Wars, public outrage and policy options in Syria

 
A man reacts to the destruction of his home in the Syrian city of Aleppo on 22 February, 2014 Tales of Syrian suffering are not enough for Americans to rise up and demand action

"Please take us out of here," pleaded 60-year-old Wafiqa in Yarmouk camp outside Damascus while 13-year-old Kiffah burst into tears: "There is no bread."

The unspeakable pain and horror of living under siege for months, in a war where food has become a weapon, is on full display in this poignant report by my colleague Lyse Doucet.

We've heard these pleas before. The BBC reports regularly from inside Syria, as do several American papers, and although coverage of the Syrian war is not wall-to-wall on American networks, it gets regular, consistent attention.

So where is the public outrage about a war so chaotic and dangerous that even the UN has stopped keeping track of the death toll? Have we all become numb to the pain of others?

Start Quote

What's happening in Syria is an abomination, one that the world is watching coldly from a distance”

End Quote Stephen Hawking University of Cambridge

Perhaps it was always like that - I remember living through 15 years of war in Lebanon.
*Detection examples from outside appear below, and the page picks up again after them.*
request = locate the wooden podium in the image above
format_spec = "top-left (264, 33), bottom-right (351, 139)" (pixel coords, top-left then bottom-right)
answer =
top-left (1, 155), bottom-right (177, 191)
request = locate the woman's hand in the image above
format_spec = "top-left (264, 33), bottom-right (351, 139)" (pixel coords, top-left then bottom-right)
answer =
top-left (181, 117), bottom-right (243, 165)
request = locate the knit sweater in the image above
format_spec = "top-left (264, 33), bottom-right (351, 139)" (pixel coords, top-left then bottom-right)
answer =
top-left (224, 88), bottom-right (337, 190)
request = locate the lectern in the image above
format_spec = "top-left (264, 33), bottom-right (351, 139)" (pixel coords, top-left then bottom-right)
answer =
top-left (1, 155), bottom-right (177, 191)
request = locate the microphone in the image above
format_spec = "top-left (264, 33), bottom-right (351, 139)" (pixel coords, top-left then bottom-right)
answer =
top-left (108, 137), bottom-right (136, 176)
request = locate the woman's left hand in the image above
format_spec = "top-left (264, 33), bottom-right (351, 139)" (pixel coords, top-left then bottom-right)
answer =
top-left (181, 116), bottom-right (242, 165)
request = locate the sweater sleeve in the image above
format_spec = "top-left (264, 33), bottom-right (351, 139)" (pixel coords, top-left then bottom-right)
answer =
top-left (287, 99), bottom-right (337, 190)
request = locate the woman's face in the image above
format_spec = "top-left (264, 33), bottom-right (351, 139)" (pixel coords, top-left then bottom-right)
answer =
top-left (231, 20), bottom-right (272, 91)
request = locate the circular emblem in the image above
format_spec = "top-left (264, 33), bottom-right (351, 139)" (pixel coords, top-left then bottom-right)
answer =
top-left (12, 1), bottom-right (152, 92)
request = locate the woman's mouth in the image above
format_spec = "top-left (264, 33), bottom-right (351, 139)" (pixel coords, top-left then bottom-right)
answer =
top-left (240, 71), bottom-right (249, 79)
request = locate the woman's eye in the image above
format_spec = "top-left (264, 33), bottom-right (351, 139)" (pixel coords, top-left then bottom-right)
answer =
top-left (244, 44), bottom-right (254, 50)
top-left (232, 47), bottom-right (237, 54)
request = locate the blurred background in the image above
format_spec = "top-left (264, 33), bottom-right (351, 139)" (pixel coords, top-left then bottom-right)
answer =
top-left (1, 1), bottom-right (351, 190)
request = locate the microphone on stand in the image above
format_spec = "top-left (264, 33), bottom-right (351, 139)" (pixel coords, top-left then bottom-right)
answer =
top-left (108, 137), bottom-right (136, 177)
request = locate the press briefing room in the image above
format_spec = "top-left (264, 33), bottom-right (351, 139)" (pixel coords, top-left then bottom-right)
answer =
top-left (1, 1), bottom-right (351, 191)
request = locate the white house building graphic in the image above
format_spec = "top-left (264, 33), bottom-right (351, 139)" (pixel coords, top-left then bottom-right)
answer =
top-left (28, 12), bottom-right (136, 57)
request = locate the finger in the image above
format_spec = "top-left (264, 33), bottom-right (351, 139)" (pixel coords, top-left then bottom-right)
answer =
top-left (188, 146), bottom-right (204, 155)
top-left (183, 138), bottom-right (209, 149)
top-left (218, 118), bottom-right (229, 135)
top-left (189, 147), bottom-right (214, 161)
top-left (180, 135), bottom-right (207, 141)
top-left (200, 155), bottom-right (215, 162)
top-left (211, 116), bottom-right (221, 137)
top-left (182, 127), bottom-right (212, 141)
There were moments of international attention and efforts to help, in between long periods where we felt the world had forgotten us.

The world inevitably tires of complex, long conflicts where there are no clear answers about how to end the violence. This cartoon in the New Yorker is a harsh but perhaps accurate look at how the collective conscience deals with the relentless stream of bad news from Syria.
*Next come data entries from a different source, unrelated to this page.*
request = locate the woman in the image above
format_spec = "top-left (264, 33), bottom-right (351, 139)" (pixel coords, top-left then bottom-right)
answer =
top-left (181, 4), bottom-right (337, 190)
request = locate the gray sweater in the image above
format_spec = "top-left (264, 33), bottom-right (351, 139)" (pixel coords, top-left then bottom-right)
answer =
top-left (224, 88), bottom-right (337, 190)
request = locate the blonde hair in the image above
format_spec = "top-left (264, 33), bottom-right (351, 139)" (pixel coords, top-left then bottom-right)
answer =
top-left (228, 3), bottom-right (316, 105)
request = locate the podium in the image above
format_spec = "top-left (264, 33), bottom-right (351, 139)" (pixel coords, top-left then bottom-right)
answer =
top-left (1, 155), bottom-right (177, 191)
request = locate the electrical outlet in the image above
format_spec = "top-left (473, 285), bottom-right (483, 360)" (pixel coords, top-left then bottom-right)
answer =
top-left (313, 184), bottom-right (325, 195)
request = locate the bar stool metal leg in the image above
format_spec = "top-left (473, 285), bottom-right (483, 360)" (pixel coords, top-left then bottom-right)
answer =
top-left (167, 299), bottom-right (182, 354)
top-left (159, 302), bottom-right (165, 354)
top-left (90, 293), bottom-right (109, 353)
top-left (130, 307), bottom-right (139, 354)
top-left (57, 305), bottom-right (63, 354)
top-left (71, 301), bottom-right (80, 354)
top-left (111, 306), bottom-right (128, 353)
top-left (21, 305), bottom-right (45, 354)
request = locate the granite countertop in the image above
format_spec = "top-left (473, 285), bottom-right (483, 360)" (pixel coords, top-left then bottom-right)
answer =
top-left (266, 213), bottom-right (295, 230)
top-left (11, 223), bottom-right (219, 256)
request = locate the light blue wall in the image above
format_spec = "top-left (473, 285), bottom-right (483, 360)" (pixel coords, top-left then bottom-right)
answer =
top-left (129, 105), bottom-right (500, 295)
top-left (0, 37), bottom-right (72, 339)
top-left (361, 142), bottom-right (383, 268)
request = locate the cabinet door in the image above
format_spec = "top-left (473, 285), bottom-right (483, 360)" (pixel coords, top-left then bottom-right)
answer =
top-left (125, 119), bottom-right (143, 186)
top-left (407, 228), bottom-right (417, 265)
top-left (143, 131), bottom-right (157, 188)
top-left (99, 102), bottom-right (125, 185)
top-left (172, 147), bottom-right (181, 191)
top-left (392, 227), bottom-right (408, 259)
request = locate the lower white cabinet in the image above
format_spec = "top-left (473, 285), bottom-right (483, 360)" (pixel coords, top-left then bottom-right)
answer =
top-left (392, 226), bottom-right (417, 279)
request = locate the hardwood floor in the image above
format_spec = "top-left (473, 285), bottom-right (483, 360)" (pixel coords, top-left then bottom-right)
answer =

There is a renewed chorus to do "something'' about Syria, with appeals to people's conscience. Nobel Prize-winning physicist Stephen Hawking recently wrote:

What's happening in Syria is an abomination, one that the world is watching coldly from a distance. Where is our emotional intelligence, our sense of collective justice?

In a similar vein, Nicholas Burns, a former senior state department official, asked: "How many more lives will be claimed by Syria's ceaseless civil war before we are finally shamed to stop the killing?"
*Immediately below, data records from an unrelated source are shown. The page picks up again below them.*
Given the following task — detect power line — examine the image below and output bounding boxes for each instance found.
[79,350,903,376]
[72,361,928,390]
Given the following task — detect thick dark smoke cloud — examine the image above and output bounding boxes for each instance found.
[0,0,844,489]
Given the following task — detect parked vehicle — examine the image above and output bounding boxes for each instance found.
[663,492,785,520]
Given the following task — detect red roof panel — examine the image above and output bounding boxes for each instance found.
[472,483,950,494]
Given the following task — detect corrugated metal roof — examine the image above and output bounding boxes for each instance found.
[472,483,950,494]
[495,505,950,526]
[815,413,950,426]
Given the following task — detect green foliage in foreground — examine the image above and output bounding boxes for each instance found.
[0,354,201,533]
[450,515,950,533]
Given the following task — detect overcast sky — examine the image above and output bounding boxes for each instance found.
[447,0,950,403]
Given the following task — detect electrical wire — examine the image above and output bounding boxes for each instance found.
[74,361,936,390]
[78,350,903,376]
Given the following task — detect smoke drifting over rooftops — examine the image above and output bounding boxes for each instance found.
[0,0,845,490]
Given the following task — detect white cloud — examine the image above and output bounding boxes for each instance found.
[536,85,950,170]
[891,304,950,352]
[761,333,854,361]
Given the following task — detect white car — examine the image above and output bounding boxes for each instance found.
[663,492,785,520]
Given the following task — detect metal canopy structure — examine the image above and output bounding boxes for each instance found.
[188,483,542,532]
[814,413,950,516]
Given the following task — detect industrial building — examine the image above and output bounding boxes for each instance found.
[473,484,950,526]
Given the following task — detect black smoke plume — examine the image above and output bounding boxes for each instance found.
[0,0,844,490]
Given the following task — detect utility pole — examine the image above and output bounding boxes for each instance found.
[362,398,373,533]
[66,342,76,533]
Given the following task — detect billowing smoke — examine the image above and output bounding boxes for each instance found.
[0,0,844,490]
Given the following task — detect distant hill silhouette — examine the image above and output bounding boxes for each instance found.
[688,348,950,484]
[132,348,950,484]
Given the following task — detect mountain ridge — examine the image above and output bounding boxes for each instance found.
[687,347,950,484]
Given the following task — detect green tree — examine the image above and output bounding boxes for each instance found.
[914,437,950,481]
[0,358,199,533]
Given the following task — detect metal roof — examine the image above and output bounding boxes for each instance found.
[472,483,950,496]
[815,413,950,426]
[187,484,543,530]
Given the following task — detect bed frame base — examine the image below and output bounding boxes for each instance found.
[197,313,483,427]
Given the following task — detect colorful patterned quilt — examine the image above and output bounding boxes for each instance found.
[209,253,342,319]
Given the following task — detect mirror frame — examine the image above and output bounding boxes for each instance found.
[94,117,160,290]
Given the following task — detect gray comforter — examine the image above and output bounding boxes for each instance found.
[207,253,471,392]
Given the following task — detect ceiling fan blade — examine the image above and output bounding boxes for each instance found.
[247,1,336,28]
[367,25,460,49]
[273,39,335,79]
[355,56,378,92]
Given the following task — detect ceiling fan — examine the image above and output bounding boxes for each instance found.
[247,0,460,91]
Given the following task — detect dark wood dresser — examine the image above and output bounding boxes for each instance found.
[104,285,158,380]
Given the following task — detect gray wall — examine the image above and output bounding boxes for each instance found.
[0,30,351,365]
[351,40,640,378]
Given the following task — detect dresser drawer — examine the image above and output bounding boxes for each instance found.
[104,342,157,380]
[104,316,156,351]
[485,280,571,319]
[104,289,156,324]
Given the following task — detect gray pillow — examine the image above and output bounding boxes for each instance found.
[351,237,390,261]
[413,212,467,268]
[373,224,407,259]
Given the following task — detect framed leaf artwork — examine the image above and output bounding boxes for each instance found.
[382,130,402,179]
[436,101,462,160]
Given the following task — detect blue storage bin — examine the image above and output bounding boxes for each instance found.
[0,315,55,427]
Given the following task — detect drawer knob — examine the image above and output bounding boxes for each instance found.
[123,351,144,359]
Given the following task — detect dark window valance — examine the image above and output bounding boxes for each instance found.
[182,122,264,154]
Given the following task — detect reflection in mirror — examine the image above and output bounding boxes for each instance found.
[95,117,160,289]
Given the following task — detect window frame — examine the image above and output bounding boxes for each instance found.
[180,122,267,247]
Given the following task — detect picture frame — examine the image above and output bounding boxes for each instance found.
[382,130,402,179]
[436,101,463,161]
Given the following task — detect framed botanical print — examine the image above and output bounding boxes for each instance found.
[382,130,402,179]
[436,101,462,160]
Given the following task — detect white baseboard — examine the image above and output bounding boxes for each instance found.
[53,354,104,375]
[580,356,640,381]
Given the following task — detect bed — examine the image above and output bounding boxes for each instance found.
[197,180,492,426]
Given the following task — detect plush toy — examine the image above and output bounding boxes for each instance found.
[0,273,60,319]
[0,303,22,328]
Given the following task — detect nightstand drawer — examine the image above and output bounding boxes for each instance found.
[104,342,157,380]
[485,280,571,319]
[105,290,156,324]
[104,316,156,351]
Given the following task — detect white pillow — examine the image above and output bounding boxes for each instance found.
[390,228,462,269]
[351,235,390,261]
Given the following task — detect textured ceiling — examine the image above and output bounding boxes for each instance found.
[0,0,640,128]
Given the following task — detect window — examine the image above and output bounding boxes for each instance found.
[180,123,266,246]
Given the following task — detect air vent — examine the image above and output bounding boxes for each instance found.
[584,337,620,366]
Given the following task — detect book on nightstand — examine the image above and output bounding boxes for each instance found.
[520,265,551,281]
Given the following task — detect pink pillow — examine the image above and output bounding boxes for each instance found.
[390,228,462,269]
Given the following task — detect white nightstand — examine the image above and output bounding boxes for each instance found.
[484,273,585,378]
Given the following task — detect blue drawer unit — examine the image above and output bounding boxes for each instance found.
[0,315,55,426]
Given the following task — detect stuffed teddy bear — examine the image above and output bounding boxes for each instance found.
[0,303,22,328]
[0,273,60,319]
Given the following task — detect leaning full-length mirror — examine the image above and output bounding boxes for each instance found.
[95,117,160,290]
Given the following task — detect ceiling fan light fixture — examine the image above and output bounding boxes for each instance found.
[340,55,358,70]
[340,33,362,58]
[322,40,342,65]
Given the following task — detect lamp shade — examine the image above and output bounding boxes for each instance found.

(Spare a thought for the North Koreans, too. A UN report out last week, too horrific even to read, compares the abuses committee by the government to Nazi Germany. I have yet to see much outrage or calls for action. )

But would our sense of shame and public outrage actually make a difference? When they discuss US policy options for Syria, administration officials repeatedly point to the fact that Americans have bigger concerns closer to home and that President Barack Obama is very mindful that the public has no appetite for interventions abroad, no matter how limited.

So I asked a couple of officials what would happen if, theoretically, hundreds of thousands people suddenly took to the street in the US to demand action to end the fighting in Syria. It's a tough question and they had no real answer, because no matter the outrage, the policy options remain exactly the same, none of them perfect. The question is whether it would become more tenable for the president to take action if the public demanded it.

Possibly, but that's not how public opinion works. People demonstrate to end wars and bring the troops home, like with Vietnam. They protest against invasions, like Iraq in 2003, when their country's troops are about to be shipped overseas. Or they support military action when their own country has come under attack. But people rarely rise up to demand action because of a sense of collective justice.

Start Quote

The United States of America is different”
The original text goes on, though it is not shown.